Martens wird nach eigenen Worten von der Teamleitung behutsam aufgebaut. Eine Vorgehensweise, von der andere Jungprofis nur träumen können. „Das ist hier kein Arbeitgeber-Arbeitnehmer-Verhältnis, es läuft alles sehr freundschaftlich ab. Eine Atmosphäre fast wie bei einem Amateurteam“, schwärmt der Jungprofi, dem die Stimmung im Team zu bekommen scheint.

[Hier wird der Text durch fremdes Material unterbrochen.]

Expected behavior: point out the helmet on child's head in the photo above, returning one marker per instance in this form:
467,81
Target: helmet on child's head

„Beim „Pfeil von Brabant“ bin ich in einer Gruppe mit Zabel angekommen“, berichtet er, der sonst eher nüchtern und kontrolliert wirkt, mit erkennbarem Stolz in der Stimme. „Im Finale reichte es dann doch nicht für einen Platz ganz vorne – vielleicht fehlte mir einfach ein bisschen das Selbstvertrauen.“ Dafür bekam er unerwartete Hilfe von einem erfahrenen Mannschaftskollegen, dem 35jährigen Aart Vierhouten. „Im Finale kam Aaart an meine Seite und sagte: ‚Komm, ich fahre für Dich.’ So etwas zeigt mir, dass die Mannschaft schon auf mich baut. Welcher Neoprofi kann von sich schon sagen, dass für ihn gefahren wird?“
Martens sieht sich selbst eher als Allrounder – „nirgendwo Spitze, aber überall gut“ – ist aber noch „am Ausloten, welcher Fahrertyp ich denn nun eigentlich bin. Aber ich habe schon festgestellt, dass mir die Frühjahrsrennen liegen.“
Besonders an der rauen Atmosphäre, die auf den belgischen Rennstrecken herrscht, scheint er regelrecht Gefallen gefunden zu haben. „Radsport in Belgien ist vergleichbar mit Fußball in Deutschland“, schildert er. „Die belgischen Rennen sind viel härter gewesen als alles, was ich bisher aus der U23-Rad-Bundesliga gekannt habe. Vor allem die belgischen Fahrer riskieren für uns unverständlich viel und nehmen dabei auch ganz bewusst Stürze in Kauf.“
Martens freut sich schon auf die nächsten Rennen, für ihn absolute Saisonhöhepunkte: die Flandern-Rundfahrt und Amstel Gold Race. Sein Ehrgeiz gilt vor allem dem holländischen Klassiker: „Da habe ich mir schon einiges vorgenommen.“
Schwere Rückschläge hat der Neoprofi bisher noch nicht wegstecken müssen. „Ich hatte bisher Glück: keine schweren Stürze, keine schlimmen Verletzungen.“ Ein Schock war allerdings der plötzliche Tod seines Teamkollegen Arno Wallaard, der vor einigen Wochen nach dem Training zusammenbrach. Die Todesursache des Holländers ist noch immer ungeklärt.
„Der Tod von Arno war für das Team und für mich persönlich ein ganz schwerer Schlag“, so Martens. „Er war ein lebensfroher Mensch und ich habe mich gut mit ihm verstanden. Wir haben viel miteinander telefoniert und uns auch oft gesehen. Wenn das Team sich trifft, merkt man jedes Mal, das einer fehlt, der eigentlich dabei sein sollte.“
Zum harten, entbehrungsreichen Profigeschäft gehören auch solche schlimmen Erfahrungen. Das große Ziel des Nachwuchstalents bleibt davon aber unberührt: ein Vertrag bei einem ProTour-Team, Darauf steuert er konsequent und geradlinig zu. Der Rostocker kann dabei gleich auf mehrere Vorbilder blicken: Die T-Mobile-Profis André Greipel, André Korff und Eric Baumann stammen allesamt aus der Hansestadt. Außerdem noch ein gewisser Jan Ullrich - „der ideale Rennfahrer“, wie Mertens anfügt. Trotzdem ist sein großes Vorbild ausgerechnet Ullrichs Tour-Konkurrent Ivan Basso. Martens bewundert an dem Italiener dessen Zielstrebigkeit und Professionalität. „Basso war bei den Profis in den ersten Jahren auch kein Siegfahrer. Erst durch hartes, konsequentes Training ist er zu dem geworden, was er heute ist.“
Was will Paul Martens werden? Natürlich ein erfolgreicher Radprofi, aber er hat auch schon die Zeit nach einer möglichen Karriere im Auge. Dafür studiert er seit vier Monaten „Sportmanagement“ - ein Fernstudiengang speziell für Sportler, der auf 18 Monate ausgelegt ist. „Das Diplom in der Tasche soll mir für die Zeit nach meiner Karriere als Radprofi helfen.“ Ungewöhnliche Einsichten für einen gerade mal 22jährigen Sportler. Aber passend zu einem wie Paul Martens, der ungern etwas dem Zufall zu überlassen scheint.